Joint BP-Rosneft Arctic venture “positive” for Russia’s investment climate

BP CEO Robert Dudley hopes that joint development of Russia’s Arctic offshore hydrocarbon fields by BP and Russian oil company Rosneft will have a positive impact on the investment climate in Russia.

­Rosneft and BP have reached an agreement on the joint development of offshore fields in Russia and in third-party countries. The deposits to be jointly developed by the companies hold five billion tonnes of oil and ten trillion cubic meters of gas in reserves.

Dudley met Prime Minster Vladimir Putin on Friday. Putin has pledged the support of the Russian government to the venture.

“The government of the Russian Federation plans to create a tax and administrative regime that will be the most conducive [to this project],"
Putin said.

Under the agreement, BP gets 9.5 per cent of Rosneft shares, while the largest Russian oil company becomes owner of five per cent of BP.

“For the first time in history we’ve seen such a significant exchange of stakes between two oil companies – the largest international and the major national ones. This shows that BP is sure of Russia’s investment climate,”
Dudley commented.

Prime Minister Putin pointed out that problems BP ran into the Gulf of Mexico have not obstructed the plans of joint work with Rosneft. He noted that British Petroleum has now gained a unique experience in securing oil transportation. 

Deputy Prime Minister and Rosneft Chairman Igor Sechin, who also attended the meeting, added:

“BP has learned from this experience, and our joint venture will be carried out with the greatest level of measures aimed at protecting the environment. We've been working with BP for many years.
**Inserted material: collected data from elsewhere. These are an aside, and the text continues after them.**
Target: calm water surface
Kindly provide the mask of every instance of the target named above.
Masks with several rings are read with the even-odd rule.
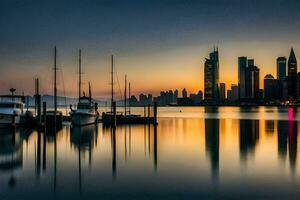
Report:
[[[165,107],[156,128],[2,129],[0,199],[299,199],[299,121],[292,108]]]

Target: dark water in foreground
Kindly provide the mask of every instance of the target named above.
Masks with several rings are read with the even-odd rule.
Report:
[[[156,130],[2,129],[0,199],[299,199],[299,121],[295,109],[177,107],[159,109]]]

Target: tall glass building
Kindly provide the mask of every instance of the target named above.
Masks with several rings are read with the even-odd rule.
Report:
[[[219,52],[214,49],[204,63],[204,98],[219,99]]]
[[[277,58],[277,79],[282,81],[286,79],[286,57]]]

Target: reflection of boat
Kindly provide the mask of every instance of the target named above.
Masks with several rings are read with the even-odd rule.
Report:
[[[71,127],[71,143],[83,151],[92,149],[95,130],[95,125]]]
[[[9,127],[26,123],[26,120],[33,119],[32,113],[27,111],[24,114],[24,96],[14,95],[16,89],[11,88],[11,95],[2,95],[0,101],[0,126]]]
[[[78,182],[79,190],[82,189],[82,178],[81,178],[81,154],[88,151],[89,154],[89,165],[92,162],[92,148],[94,145],[95,132],[97,132],[97,126],[74,126],[71,127],[71,144],[78,149]]]
[[[0,134],[0,170],[12,170],[22,167],[23,148],[20,134],[14,129],[1,129]]]

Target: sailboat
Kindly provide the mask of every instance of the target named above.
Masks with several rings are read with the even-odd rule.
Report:
[[[53,130],[56,132],[57,130],[62,128],[62,112],[57,110],[57,82],[56,82],[56,46],[54,47],[54,110],[50,110],[46,112],[45,120],[46,128],[48,130]]]
[[[78,92],[78,104],[77,109],[71,108],[71,122],[73,125],[84,126],[89,124],[95,124],[98,121],[99,113],[97,111],[97,103],[92,99],[91,84],[89,83],[89,96],[85,94],[81,96],[81,49],[79,49],[79,92]]]
[[[127,76],[125,76],[125,91],[124,91],[124,114],[116,112],[114,116],[114,57],[111,56],[111,112],[102,113],[102,122],[104,125],[114,124],[134,124],[134,123],[145,123],[145,119],[141,118],[140,115],[131,114],[131,105],[129,99],[129,107],[127,110]],[[130,83],[129,83],[129,97],[130,97]],[[116,120],[116,121],[115,121]]]
[[[112,125],[115,122],[120,121],[120,118],[123,118],[123,114],[122,113],[115,113],[116,114],[116,118],[114,118],[114,104],[115,104],[115,100],[114,100],[114,56],[111,56],[111,111],[110,112],[103,112],[102,113],[102,123],[104,125]],[[116,121],[115,121],[116,120]]]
They're competent and have strong experience with Russian companies.”


He also said that Rosneft is working on a new strategy, aimed at transforming the company into an international energy holding. “Our deal with BP is, of course, part of this strategy,” he pointed out.

Robert Dudley said that the exploration of the Arctic region requires development of new technology. He specifically suggested the creation of shelf-exploration centers in St. Petersburg and Murmansk, which would also bring its co-operation with Russia to a new level. The BP head recalled that his company has been working with Russia for a long time and that BP-Rosneft partnership has proved efficient over the years. BP and Rosneft signed a protocol on joint exploration efforts in the Arctic back in 2006.
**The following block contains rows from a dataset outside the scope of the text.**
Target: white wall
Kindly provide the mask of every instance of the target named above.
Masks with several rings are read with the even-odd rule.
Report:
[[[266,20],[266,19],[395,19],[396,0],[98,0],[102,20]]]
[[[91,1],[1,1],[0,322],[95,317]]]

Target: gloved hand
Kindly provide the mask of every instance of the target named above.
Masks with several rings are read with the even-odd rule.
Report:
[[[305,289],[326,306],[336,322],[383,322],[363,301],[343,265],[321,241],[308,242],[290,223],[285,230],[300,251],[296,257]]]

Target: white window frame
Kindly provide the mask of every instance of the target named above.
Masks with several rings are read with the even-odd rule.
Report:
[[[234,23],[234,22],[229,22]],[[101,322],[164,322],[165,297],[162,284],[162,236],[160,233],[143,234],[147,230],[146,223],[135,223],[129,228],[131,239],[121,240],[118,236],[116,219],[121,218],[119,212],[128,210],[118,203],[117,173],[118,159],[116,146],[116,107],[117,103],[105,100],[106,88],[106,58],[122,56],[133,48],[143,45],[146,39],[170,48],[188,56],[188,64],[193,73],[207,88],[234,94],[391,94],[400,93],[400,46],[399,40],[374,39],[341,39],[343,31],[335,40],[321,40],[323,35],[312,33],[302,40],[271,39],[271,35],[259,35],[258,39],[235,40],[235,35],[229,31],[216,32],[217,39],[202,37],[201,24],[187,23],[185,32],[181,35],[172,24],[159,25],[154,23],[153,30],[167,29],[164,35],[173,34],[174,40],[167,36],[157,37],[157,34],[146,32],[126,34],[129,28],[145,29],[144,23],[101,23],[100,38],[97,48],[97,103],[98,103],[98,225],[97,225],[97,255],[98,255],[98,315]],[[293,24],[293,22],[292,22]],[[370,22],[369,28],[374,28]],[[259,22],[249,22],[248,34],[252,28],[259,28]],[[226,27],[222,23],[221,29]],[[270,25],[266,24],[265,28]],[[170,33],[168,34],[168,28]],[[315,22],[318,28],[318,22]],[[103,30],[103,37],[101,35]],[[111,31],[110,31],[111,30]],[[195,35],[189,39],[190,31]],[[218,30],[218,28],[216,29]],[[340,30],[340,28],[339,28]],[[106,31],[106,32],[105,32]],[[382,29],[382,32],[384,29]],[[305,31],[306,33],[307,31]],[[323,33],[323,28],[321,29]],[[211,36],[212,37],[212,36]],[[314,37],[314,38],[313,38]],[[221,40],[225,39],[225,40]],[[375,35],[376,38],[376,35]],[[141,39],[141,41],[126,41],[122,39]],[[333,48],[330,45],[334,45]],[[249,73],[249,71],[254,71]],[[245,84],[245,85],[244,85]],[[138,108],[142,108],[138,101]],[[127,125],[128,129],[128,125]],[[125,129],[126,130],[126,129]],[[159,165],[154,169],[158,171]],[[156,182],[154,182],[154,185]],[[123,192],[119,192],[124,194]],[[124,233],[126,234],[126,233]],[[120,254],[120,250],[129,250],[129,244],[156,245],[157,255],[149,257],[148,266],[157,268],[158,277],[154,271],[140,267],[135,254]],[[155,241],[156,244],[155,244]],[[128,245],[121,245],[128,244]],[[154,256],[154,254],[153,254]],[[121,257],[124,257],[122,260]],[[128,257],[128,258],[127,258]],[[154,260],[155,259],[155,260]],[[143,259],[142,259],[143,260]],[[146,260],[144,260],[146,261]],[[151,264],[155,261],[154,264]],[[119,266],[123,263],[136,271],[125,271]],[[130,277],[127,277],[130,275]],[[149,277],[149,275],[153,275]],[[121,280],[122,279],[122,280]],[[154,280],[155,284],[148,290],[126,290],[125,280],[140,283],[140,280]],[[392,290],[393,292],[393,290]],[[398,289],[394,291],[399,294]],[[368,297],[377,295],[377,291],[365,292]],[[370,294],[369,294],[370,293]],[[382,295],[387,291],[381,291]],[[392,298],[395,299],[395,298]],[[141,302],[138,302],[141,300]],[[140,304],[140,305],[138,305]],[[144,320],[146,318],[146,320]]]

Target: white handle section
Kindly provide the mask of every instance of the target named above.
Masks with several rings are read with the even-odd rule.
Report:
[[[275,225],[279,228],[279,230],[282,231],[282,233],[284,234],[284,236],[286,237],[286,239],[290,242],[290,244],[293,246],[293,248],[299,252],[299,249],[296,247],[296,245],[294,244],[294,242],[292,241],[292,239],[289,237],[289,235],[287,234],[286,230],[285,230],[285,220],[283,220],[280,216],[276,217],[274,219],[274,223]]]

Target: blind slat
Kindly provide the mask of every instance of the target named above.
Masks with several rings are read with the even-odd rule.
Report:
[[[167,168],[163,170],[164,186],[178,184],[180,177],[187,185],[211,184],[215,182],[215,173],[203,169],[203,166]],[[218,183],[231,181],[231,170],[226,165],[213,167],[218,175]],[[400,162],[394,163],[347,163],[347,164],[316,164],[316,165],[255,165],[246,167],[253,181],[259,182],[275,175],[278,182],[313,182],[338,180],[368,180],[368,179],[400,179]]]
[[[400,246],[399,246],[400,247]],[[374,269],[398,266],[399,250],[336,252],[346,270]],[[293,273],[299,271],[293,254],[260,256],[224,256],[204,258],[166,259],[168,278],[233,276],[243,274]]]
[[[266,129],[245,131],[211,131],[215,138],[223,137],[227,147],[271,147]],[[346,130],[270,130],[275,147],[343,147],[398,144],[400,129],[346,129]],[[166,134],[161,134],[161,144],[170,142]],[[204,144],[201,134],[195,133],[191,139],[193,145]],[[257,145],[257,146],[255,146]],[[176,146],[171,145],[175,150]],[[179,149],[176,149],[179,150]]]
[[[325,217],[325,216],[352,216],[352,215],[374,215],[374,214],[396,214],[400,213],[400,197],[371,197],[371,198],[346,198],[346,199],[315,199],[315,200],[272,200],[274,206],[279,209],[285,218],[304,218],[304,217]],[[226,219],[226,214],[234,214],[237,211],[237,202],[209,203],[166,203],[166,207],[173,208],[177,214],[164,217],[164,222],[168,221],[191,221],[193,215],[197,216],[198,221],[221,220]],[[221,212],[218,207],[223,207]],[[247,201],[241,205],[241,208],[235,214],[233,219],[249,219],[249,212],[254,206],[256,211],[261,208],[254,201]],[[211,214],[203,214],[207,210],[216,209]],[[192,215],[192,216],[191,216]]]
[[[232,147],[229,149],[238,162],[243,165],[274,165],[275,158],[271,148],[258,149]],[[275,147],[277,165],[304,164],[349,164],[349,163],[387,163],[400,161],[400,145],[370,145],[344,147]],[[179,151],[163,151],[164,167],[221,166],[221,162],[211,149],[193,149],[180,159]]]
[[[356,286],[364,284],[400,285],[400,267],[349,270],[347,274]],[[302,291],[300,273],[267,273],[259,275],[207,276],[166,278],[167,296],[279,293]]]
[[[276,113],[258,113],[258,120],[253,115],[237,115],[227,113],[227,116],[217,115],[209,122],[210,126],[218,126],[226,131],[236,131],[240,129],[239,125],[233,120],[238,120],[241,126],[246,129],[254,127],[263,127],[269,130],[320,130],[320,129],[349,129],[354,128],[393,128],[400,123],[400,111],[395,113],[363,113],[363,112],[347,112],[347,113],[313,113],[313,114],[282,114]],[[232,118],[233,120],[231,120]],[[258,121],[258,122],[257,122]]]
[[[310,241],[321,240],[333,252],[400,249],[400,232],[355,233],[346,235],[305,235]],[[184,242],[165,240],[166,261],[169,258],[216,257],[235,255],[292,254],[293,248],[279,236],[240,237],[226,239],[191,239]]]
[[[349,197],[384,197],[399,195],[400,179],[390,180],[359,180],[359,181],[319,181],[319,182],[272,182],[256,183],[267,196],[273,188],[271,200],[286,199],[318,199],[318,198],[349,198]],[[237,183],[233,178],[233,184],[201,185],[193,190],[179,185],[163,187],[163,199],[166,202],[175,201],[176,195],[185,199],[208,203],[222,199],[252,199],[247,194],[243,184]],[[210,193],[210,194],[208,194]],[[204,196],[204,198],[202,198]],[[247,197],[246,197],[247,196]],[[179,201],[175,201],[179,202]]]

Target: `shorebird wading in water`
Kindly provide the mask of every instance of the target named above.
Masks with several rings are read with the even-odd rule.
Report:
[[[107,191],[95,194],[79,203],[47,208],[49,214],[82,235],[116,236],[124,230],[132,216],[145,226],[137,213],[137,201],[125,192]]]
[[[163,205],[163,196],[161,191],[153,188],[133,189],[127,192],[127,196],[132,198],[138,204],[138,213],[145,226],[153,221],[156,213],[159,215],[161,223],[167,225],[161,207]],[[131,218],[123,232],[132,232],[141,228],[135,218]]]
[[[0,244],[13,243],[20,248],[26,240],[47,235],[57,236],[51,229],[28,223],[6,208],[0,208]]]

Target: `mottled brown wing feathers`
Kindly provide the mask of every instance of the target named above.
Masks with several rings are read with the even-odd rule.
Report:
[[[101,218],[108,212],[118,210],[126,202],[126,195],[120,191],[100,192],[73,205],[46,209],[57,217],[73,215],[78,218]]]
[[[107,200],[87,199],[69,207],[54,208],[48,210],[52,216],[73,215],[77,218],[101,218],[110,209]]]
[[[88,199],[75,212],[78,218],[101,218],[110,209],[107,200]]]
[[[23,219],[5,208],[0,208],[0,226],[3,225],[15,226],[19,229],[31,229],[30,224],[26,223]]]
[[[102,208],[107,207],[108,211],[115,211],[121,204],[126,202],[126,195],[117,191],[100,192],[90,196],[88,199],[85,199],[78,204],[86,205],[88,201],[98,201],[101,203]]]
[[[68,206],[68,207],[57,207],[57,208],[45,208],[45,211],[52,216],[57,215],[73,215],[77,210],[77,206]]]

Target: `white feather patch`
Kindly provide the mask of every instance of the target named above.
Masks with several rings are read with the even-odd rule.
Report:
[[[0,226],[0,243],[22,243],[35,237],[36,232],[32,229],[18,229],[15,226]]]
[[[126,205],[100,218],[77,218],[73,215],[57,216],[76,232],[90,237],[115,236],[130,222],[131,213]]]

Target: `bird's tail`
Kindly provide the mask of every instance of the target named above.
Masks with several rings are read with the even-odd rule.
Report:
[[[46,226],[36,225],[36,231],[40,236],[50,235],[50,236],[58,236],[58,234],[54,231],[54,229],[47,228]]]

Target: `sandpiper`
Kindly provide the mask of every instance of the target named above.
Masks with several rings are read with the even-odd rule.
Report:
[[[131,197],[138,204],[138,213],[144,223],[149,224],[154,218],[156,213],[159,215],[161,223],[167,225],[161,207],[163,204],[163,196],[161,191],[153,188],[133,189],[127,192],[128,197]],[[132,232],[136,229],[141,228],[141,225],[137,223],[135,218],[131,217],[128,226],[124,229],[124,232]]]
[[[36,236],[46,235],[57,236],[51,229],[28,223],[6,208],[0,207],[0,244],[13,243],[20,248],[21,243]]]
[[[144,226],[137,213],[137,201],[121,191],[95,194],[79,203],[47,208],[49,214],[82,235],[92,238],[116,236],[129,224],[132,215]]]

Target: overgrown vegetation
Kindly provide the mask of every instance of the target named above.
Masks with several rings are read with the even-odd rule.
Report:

Ben Aris, editor-in-chief of the Business New Europe magazine, says this joint venture is in everybody’s interest and both sides are happy to participate in this deal.

“On one hand, Rosneft needs help, they are not very good at deep water exploration and BP has the expertise, and on the other hand, Russia is already the most important source of oil – a quarter of BP’s total reserves are in Russia,” he said. “And securing oil supplies going forward is key for the company. I think both of them are very happy to tie upon this one.”